OT as heck, but if you ever plan on using your fire extinguisher on a fire rather than a socially challenged BG, test it out. You need considerable discipline to use one in a confined space, as the above post's whiteout illustrates. Breath in, short burst to the fire, stop and evaluate. Repeat. Get out if it don't go well quickly. Call insurance agent. Spray and pray will only blind you to your escape route and possibly cause you to frantically gasp in large quanities of powder and smoke, leaving you passed out on the floor next to a fire. For indoors I'd say go with one of those Kidde foam extinguishers, much better on solid material fires, also grease capable. No whiteout risk, no BG deterrent factor either. For electrical secure breaker and then fight as a solid materials fire. The main breaker is my default choice, just to be sure.

Just like guns, if you haven't trained with them you probably shouldn't own them. Five gallons of gas, your favorite fire extinguisher and a road flare for lighting said gas from afar makes for an instructional little session. Just find someplace you can safely light that much gas on the ground. Bring extra extinguishers.
:evil:

106rr
January 26, 2003, 04:03 AM
Small spray can of WD-40 works very well. Some of the damage will be permanent so be careful near your opponent's eyes.
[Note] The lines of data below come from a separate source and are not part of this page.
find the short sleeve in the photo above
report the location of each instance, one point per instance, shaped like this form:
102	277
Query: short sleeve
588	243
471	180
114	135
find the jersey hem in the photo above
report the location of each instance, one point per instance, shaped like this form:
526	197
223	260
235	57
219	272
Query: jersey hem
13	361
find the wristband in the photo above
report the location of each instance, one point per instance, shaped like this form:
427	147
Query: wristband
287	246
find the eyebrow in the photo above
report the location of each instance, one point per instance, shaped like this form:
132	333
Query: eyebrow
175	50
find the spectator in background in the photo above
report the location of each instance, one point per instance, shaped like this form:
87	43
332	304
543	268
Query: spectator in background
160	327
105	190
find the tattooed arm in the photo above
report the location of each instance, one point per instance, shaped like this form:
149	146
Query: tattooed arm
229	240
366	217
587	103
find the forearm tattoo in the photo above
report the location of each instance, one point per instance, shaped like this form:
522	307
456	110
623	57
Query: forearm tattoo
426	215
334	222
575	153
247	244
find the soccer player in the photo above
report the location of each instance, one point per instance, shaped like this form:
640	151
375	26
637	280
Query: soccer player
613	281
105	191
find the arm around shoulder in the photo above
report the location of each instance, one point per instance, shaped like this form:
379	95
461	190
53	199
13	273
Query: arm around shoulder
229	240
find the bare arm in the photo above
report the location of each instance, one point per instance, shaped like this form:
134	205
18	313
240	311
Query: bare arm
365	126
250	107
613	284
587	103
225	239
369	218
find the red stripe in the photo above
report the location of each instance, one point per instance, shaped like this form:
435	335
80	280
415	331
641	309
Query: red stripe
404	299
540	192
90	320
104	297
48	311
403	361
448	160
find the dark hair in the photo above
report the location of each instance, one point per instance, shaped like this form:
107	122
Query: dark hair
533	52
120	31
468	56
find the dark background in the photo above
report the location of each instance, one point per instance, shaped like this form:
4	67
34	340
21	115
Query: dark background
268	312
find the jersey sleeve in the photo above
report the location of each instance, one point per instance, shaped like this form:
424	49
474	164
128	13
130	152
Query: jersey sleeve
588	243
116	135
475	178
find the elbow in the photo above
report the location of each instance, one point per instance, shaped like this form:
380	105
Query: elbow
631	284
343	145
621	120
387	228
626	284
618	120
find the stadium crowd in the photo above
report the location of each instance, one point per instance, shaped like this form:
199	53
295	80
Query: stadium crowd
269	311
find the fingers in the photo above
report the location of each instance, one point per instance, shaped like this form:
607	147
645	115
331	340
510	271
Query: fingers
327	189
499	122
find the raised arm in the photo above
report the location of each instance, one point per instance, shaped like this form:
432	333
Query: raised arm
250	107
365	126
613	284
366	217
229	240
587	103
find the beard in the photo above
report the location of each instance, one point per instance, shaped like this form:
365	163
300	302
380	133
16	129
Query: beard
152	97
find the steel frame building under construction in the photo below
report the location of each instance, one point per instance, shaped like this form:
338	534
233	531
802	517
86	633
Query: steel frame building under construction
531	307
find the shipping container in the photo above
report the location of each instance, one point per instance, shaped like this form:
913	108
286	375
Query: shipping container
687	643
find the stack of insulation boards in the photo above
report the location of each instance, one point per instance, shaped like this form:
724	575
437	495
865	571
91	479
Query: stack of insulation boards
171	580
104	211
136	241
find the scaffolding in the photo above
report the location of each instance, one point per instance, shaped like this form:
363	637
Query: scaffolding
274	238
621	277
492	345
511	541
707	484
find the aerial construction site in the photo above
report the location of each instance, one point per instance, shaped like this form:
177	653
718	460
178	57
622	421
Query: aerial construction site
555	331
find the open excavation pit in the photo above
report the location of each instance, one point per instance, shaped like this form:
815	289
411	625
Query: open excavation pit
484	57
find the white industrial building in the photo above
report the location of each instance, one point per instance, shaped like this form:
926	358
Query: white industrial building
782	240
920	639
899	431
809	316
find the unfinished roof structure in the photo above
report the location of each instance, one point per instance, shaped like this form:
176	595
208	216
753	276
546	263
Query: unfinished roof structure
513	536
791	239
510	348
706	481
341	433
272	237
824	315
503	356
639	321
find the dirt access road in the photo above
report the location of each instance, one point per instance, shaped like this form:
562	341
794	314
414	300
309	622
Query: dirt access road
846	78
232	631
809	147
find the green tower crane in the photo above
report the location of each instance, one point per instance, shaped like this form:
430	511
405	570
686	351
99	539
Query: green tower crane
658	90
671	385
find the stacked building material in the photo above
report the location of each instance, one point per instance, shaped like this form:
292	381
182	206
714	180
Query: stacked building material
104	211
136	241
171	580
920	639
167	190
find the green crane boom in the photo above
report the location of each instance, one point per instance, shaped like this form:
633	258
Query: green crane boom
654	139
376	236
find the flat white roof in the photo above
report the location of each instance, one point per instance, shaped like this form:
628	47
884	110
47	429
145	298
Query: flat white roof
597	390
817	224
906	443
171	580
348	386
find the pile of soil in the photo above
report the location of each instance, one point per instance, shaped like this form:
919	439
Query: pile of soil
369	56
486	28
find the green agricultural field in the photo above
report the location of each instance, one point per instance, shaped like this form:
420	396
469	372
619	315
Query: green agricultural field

It is also flammable -- do not spray on smokers.

106rr
January 26, 2003, 04:05 AM
Warning- do not use a bic lighter anywhere near your opponent after he has been hosed with WD-40! Run away!

wingnutx
February 3, 2003, 03:35 AM
Of course, all such extinguishers should be painted black

Don't do it, the DA will fry you for using a Tactical Assault Extinguisher.

I always thought an extinguisher filled with tobasco would work well.

If you spray someone with starter fluid (ETHER), you get to see them do their Richard Pryor imitation :)

hso
February 3, 2003, 10:05 AM
Navy Joe,

I'm sure that you meant to say diesel fuel instead of gasoline since anyone attempting to light gasoline is at extreme risk of serious injury due to the flash. Everyone should learn the proper techniques for fire extinguisher use, but they should contact their local FD for that training and avoid the possible problems of trying to train themselves.

Runt and Navy Joe are correct in that selecting and using something that could result in permanent injury will result in your living a life of poverty as well as possibly spending time with large burly men that insist you call them "Honey". Be very careful, get the MSDS for the product, call the manufacturer and ask what the consequences of getting it in the eyes/lungs are and make sure that it has a broad spray with reach.